Thank you very much for this suggestion. In the revised manuscript we have modified Table 1 and we have added the results of correlation study of the presence of mutations in ctDNA or CTC with Clinicopathological characteristics of patients. Moreover in paragraph 2.2 we have added the following state “Moreover, there was no association between the presence of mutation in plasma-cfDNA or CTCs and the tumor histology, tumor size, lymph node involvement and the pathologic stage of the disease (Table 1)”
- Patients with relapse are not described in terms of clinical and pathological parameters of the disease. The prognosis and risk of recurrence may be related to the prevalence of the tumor process, the type of treatment, and many other factors. However, a multivariate survival analysis has not been performed. The presence/absence of mutations in plasma-cfDNA and CTCs has not been shown to be comparable to other prognostic and risk factors for recurrence.
We thank the reviewer for this so important comment. In the revised manuscript we have performed multivariate analysis and we have also added a Supplementary Table 1 showing the results that revealed.
The COX proportional hazards model was used to analyze the possible factors affecting the recurrence of patients. Model variables included smoking, tumor size, pathological type, stage, chemotherapy or radiotherapy, presence of mutation in plasma-cfDNA or CTCs (Suppl. Table 2). In multivariate analysis, reported as hazard ratio and 95% CI, the result showed that the detection of at least one mutation in plasma-cfDNA emerged was independently associated with the relapse of patients.

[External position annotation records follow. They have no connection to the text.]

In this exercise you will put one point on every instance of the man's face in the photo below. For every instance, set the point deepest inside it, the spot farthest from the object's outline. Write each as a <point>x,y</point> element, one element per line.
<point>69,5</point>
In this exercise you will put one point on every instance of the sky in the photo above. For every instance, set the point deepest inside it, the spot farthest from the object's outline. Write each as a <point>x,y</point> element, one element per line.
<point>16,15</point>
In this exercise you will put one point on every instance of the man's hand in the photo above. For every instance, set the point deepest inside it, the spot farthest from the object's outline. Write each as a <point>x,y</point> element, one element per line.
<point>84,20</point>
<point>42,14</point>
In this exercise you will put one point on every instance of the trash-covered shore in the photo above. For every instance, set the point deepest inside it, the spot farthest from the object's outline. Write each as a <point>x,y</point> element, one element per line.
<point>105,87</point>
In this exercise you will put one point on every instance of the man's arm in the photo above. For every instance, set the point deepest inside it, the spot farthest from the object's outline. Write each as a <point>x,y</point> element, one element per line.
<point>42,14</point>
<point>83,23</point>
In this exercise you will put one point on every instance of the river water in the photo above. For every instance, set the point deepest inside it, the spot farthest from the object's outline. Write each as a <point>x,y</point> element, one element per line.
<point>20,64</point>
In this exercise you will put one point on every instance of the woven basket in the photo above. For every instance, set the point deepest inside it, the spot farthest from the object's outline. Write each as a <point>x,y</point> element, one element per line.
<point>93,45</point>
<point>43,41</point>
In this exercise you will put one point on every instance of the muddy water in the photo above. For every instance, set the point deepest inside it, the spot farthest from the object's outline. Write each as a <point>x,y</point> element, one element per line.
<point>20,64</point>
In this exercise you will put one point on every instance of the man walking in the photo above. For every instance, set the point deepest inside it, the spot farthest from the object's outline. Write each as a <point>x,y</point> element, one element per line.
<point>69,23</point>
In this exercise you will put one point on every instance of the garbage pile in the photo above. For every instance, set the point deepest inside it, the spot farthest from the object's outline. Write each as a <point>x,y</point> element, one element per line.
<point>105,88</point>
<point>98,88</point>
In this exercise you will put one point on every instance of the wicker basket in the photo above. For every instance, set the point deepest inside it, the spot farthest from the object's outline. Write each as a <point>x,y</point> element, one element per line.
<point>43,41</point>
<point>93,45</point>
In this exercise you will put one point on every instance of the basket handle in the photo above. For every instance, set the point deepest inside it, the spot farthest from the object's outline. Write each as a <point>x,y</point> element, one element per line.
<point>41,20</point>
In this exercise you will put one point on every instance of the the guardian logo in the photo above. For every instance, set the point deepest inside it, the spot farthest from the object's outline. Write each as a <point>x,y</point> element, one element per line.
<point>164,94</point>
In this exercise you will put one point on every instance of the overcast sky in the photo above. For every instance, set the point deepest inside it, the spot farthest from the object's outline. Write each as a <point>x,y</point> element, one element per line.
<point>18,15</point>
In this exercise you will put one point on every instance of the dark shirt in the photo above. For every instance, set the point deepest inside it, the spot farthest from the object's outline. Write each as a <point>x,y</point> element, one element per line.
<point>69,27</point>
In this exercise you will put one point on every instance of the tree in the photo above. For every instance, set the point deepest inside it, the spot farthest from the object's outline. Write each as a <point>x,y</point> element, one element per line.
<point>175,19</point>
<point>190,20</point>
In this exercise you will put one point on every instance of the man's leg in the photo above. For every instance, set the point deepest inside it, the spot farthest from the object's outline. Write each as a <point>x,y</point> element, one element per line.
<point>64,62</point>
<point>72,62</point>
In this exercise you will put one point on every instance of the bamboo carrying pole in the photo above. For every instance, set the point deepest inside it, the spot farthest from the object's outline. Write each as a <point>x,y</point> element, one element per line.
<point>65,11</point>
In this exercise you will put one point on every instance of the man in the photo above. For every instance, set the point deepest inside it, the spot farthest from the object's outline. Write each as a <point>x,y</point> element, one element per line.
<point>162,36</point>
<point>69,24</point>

In the revised manuscript we have also added the following sentences in paragraph 3.4 “The multivariate analysis revealed that the detection of at least one mutation in plasma-cfDNA emerged as an independent prognostic factor for decreased RFS (HR = 3.990; 95% CI, 1.31–12.133, P = 0.015, Suppl.Table 2).”
Round 2
Reviewer 2 Report
Dear authors! Overall, your answers have been satisfactory. The manuscript has been revised according to the comments of the reviewer.
Reviewer 3 Report
The authors responded to the reviewer's comments and made the appropriate corrections. In its present form, the article can be recommended for publication.